If a film aims at being a musical romantic action comedy, then it is biting off more than it can chew, to begin with. The attempt behind Anurag Basu’s Jagga Jasoos is admirable — he started out wanting to make a Tintin and Harry Potter like kiddie-pleasing adventure, using a derivative Broadway-style musical format and bright comic-book colour palette.
Somewhere down the line, he forgot about a coherent plot.
The story is narrated by Katrina Kaif, out of Jagga Jasoos comics, being performed and watched by a bunch of kids. After a prologue about an arms drop at Purulia in the 1990s, we see orphan Jagga (an utterly cute young actor) adopted by a man whose life he saved. The stuttering Jagga calls his foster father Badal Bagchi (Saswata Chatterjee) Tutti Futti, because of his accident prone ways - later described in a song as “bad-lucky.”
Since Jagga has a painful stutter, Bagchi advises him to sing, so he does, and everybody around him does too, which gets tedious after a point. The father vanishes one day, leaving Jagga in a boarding school and for years just sends him a Happy Birthday video.
The Manipur town is visited by a reporter Shruti (Katrina Kaif), an equally “bad-lucky” girl, who end up as Jagga’s sidekick, as he goes hunting for his father in lovely African locations, their antics watched by exotic animals looking as befuddled as the audience must be feeling. He is chased all over by a mysterious “intelligence” officer (Saurabh Shukla), but of the actual arms-dealer villain you get just a glimpse, because Basu must have planned a sequel.
The first half has Jagga (Ranbir Kapoor overage as a schoolboy, but you don’t mind that — he is just brilliant), zooming around on a bike that looks like a broom, solving local mysteries. It picks up when the hunt for Bagchi starts, and some action sequences are really well done. But the films does suffer from an overdose of cuteness, lack of humour, and the absence of a real menacing villain for Jagga to fight.

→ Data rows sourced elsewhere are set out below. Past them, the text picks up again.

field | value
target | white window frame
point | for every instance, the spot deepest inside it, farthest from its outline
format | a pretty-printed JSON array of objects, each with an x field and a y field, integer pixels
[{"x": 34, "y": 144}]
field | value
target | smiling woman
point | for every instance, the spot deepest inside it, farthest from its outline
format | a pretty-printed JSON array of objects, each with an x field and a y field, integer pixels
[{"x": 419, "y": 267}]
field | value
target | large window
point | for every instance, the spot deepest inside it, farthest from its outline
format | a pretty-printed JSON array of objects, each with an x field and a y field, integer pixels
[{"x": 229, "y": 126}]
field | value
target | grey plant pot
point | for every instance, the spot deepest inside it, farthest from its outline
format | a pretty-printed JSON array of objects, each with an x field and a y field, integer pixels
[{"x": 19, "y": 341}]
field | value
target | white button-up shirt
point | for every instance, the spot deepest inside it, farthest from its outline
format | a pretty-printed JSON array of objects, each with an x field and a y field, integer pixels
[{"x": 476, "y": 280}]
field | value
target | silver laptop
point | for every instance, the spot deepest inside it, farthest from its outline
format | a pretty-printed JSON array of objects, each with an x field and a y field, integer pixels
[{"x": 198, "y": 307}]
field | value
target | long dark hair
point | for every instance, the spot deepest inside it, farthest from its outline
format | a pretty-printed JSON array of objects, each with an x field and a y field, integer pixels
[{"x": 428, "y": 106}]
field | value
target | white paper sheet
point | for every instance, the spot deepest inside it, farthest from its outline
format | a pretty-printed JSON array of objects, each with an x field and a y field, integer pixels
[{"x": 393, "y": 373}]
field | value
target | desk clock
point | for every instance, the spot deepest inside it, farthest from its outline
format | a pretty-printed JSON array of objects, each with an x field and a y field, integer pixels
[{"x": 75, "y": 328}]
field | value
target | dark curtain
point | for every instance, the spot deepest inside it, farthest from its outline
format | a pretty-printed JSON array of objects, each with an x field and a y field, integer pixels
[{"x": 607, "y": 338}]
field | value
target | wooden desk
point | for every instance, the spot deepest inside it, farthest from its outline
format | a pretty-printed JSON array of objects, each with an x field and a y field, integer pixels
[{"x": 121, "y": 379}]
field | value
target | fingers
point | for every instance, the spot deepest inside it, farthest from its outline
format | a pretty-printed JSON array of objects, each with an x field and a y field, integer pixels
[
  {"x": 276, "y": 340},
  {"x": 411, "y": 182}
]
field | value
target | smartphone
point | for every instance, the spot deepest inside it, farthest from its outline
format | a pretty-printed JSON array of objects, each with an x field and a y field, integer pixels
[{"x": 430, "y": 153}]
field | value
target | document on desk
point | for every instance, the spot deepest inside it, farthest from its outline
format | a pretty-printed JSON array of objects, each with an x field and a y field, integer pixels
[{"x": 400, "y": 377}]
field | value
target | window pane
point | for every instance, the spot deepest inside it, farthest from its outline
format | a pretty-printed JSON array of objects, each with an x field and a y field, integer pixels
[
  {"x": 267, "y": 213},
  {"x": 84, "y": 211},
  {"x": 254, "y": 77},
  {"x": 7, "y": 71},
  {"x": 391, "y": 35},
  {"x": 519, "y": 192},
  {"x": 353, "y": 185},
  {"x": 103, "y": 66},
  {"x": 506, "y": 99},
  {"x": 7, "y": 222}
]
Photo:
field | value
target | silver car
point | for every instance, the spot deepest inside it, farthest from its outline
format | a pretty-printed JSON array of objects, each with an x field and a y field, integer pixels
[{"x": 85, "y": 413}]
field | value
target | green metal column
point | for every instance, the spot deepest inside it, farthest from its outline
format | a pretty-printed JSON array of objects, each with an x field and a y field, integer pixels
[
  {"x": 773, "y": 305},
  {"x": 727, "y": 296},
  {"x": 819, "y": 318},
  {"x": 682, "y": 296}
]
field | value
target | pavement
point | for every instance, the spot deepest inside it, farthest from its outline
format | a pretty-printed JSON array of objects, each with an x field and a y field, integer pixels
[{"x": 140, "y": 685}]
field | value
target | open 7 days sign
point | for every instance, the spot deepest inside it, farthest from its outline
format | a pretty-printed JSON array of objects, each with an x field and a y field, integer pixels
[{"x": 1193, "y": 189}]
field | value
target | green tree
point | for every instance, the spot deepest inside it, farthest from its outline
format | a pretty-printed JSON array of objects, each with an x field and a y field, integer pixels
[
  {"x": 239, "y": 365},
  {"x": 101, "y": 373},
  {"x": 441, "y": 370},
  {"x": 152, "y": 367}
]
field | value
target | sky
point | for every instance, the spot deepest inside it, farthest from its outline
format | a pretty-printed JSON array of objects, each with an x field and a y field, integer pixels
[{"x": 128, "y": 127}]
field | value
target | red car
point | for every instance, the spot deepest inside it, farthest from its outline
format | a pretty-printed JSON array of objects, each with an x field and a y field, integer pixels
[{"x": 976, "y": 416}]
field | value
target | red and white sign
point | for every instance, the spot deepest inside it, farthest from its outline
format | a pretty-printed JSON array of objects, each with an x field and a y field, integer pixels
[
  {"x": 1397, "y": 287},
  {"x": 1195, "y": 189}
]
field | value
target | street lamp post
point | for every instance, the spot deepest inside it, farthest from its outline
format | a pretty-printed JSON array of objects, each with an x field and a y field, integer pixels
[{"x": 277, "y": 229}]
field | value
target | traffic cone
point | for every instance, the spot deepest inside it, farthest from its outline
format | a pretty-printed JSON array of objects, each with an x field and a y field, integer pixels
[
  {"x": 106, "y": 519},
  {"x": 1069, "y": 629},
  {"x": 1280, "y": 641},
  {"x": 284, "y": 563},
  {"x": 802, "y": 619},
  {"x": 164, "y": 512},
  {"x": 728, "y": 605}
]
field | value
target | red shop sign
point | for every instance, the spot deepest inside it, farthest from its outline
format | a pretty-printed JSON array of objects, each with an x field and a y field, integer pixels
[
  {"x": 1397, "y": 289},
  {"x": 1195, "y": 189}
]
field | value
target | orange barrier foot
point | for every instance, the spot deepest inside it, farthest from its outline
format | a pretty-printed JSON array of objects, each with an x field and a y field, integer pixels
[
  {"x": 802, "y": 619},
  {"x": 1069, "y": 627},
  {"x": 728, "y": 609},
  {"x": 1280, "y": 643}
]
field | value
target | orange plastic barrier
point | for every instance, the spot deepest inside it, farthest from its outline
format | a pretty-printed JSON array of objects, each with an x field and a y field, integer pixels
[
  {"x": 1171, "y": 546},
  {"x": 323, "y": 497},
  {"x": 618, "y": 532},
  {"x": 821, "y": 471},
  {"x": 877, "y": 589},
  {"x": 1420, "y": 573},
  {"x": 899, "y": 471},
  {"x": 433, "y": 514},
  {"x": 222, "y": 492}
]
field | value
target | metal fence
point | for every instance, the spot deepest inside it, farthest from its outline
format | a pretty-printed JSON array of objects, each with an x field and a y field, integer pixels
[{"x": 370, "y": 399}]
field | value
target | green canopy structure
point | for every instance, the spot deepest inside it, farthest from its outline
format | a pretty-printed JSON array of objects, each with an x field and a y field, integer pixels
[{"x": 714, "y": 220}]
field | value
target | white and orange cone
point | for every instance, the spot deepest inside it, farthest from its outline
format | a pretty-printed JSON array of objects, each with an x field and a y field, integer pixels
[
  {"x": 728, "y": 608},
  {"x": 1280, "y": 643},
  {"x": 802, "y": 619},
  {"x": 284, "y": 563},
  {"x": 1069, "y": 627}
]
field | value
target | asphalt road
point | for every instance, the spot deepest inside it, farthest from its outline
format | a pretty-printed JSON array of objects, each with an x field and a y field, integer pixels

Ranbir Kapoor, throws himself into the role whole-heartedly and drags Katrina Kaif up by the bootstrap -- if she can’t act, she can at least take the many pratfalls in good spirit. The film looks gorgeous, but for a musical, Jagga Jasoos does not have that one great number you come out humming from the theatre. It needed to have the pace and madcap spirit of a comic book, instead it is long and laborious.